É uma história complexa que colocou um operador de vídeo-loteria, um empresário e um jogador uns contra os outros. Durante o verão de 2015, o operador constatou inúmeras anomalias relativamente aos jogos realizados com as máquinas, nomeadamente no que diz respeito ao dinheiro introduzido pelos jogadores no interior dos terminais de vídeo situados na sala de jogos, e tendo em conta que entretanto, a identidade os cartões dos vencedores não foram recebidos para serem estabelecidos de acordo com a legislação anti-branqueamento de capitais, o gerente procedeu à implementação do procedimento de bloqueio de máquinas.

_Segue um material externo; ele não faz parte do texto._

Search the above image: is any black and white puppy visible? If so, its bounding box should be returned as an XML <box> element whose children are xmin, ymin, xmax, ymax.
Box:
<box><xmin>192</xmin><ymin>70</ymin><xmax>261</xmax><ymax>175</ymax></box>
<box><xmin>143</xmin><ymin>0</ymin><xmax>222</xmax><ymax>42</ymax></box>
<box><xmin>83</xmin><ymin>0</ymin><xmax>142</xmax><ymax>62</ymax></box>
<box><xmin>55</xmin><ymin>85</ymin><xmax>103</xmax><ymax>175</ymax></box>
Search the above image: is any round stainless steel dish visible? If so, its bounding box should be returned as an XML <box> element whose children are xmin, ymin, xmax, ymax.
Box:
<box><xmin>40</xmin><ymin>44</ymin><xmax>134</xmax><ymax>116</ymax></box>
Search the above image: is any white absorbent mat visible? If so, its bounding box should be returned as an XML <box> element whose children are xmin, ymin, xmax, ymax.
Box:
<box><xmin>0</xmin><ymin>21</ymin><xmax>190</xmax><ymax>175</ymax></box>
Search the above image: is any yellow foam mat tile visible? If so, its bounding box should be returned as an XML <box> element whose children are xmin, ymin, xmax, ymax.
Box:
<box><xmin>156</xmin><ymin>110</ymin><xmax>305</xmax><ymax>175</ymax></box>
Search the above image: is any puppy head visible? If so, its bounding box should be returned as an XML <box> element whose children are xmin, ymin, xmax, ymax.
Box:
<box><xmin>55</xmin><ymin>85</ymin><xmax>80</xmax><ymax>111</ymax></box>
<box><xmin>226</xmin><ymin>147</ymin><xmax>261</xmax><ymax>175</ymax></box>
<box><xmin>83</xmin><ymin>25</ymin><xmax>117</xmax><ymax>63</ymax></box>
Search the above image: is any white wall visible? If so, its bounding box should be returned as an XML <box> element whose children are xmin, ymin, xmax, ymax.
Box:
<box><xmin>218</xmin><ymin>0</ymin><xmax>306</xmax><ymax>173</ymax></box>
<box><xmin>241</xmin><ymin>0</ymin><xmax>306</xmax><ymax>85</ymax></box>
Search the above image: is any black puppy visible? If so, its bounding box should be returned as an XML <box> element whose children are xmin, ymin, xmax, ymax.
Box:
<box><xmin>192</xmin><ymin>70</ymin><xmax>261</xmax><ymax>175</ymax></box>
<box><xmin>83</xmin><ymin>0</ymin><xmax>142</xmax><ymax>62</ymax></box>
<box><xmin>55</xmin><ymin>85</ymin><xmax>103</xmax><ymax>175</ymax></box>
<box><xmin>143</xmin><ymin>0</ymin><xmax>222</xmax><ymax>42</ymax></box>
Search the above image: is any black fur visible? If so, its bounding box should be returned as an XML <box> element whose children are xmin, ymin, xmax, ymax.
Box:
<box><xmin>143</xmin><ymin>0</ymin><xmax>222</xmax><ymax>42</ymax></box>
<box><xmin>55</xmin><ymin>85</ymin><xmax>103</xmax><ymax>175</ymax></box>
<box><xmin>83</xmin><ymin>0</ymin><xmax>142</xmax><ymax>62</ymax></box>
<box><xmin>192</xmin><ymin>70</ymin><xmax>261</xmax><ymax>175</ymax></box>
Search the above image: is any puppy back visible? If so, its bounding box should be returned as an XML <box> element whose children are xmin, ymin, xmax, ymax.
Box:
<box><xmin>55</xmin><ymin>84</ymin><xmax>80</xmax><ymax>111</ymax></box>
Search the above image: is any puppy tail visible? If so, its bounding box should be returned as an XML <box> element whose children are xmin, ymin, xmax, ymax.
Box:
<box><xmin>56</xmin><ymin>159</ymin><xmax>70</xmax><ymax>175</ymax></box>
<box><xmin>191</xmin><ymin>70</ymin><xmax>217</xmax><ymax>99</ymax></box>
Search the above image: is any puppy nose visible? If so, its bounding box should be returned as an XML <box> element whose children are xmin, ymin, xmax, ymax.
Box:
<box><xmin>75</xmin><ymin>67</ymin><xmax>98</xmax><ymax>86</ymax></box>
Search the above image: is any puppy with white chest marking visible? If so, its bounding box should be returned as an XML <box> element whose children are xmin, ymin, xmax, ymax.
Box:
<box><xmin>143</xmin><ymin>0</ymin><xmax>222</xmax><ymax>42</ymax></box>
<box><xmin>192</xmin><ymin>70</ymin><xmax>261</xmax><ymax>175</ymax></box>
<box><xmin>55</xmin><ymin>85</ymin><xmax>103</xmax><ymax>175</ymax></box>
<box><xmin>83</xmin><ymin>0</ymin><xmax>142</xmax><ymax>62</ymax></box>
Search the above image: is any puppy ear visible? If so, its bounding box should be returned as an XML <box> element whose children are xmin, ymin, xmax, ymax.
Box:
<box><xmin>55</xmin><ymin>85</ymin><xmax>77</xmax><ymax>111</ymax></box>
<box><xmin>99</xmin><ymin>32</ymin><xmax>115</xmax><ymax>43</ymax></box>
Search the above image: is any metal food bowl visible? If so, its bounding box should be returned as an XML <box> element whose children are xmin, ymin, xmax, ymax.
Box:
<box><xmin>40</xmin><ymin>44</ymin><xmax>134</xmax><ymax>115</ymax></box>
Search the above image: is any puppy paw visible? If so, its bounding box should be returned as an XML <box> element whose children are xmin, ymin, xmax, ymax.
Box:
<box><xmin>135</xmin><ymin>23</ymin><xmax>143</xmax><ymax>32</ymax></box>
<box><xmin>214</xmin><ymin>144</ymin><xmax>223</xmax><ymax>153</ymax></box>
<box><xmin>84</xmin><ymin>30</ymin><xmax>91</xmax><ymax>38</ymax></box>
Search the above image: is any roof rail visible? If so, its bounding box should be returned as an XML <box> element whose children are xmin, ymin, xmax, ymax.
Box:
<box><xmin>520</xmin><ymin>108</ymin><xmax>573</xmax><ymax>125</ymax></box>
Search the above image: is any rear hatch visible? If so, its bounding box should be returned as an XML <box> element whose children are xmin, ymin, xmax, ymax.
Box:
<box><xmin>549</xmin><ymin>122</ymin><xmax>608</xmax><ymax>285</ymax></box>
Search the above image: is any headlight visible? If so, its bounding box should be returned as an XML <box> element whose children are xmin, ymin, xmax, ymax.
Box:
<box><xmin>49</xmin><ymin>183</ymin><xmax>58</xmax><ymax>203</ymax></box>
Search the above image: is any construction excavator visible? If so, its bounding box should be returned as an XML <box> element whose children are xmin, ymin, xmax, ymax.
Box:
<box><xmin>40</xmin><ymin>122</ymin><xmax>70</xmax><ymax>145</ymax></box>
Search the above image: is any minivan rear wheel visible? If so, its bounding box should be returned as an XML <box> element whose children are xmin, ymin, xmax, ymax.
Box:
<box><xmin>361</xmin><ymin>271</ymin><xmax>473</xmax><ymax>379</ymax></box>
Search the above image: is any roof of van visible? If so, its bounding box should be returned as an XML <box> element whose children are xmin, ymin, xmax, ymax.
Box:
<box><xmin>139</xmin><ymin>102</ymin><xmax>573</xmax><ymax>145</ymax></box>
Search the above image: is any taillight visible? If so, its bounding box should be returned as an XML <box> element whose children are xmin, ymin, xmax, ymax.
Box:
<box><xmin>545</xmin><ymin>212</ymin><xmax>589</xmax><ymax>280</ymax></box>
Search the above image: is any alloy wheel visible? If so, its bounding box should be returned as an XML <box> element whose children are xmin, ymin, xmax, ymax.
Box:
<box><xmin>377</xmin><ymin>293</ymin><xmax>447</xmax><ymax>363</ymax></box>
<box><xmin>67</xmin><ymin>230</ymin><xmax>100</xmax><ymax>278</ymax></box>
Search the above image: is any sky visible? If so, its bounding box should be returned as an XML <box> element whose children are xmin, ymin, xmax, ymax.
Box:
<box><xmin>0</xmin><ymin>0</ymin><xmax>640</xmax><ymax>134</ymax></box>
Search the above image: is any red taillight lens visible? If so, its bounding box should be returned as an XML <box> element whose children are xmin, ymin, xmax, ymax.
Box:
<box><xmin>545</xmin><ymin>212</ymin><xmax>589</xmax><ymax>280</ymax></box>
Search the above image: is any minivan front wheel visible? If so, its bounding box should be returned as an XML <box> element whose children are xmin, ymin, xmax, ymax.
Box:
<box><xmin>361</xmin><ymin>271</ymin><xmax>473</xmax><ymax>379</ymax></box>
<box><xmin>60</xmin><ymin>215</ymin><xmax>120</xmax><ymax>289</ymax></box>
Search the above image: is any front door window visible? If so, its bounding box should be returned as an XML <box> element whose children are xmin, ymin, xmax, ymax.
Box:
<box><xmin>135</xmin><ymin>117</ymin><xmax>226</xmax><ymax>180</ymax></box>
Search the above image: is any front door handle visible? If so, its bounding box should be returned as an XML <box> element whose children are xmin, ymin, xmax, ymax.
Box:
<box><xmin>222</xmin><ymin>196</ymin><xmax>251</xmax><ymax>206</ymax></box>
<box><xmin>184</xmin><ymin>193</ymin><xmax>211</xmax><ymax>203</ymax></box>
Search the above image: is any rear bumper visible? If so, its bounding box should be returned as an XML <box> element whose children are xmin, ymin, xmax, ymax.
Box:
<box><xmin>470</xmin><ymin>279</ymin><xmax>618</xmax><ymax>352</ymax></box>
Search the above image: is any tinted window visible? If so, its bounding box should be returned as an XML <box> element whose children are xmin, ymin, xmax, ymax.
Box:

Posteriormente, o gestor escreveu ao operador destacando as anomalias observadas e comunicando a suspensão da cobrança, jogo e pagamento dos bilhetes emitidos. O contrato foi então rescindido por considerar que a empresa não deu explicações sobre o ocorrido, transferiu os VLTs para depósito de terceiros sem autorização e não pagou os valores entretanto arrecadados. Mesmo na ausência dos VLTs, o gestor reconstituiu os trechos referentes aos bilhetes emitidos pelas máquinas conectadas à plataforma, constatando que dezenas de jogadores, nos mesmos dias, haviam introduzido grandes quantias em dinheiro nos VLTs e então apresentavam os bilhetes para o caixa para obter o pagamento. Na sequência dos acontecimentos descritos, o dirigente apresentou uma primeira denúncia destacando o comportamento no interior da sala e à qual foi anexada uma lista de apostas suspeitas incluindo a do jogador em causa. Em 2015, outra denúncia destacou a impossibilidade de reintegração de posse de VLTs e servidores de sala.

Para o Tribunal do Cassino, não se pode considerar que a nulidade do contrato de jogo possa resultar da violação, pelo jogador, do limite de utilização de numerário nas transacções efectuadas (hipótese avançada pelo gestor), o que não inclui qualquer tipo de crime, sendo punível com sanção administrativa -, uma vez que, salvo disposição legal em contrário, só a violação das regras imperativas relativas à validade do contrato é suscetível de determinar a sua nulidade e não a violação das regras , que são também imperativos, relativos ao comportamento dos contraentes que podem ser fonte de responsabilidade.

A omissão do gerente (em pagar os ganhos) não é justificada pela nulidade do contrato de jogo, ficando sem prova a origem ilícita do dinheiro utilizado pelo jogador e o indescritível objetivo subjacente à loja. A investigação preliminar revelou que o jogador tinha adquirido títulos de jogo e que no final do jogo resultou a seu favor um crédito de mais de 5.000,00 euros, que o dirigente, na presença de contrato válido e eficaz, de acordo com o regras do jogo, obriga-se a pagar, constituindo o bilhete deduzido na disputa como legitimação nos termos do art. código civil de 2002.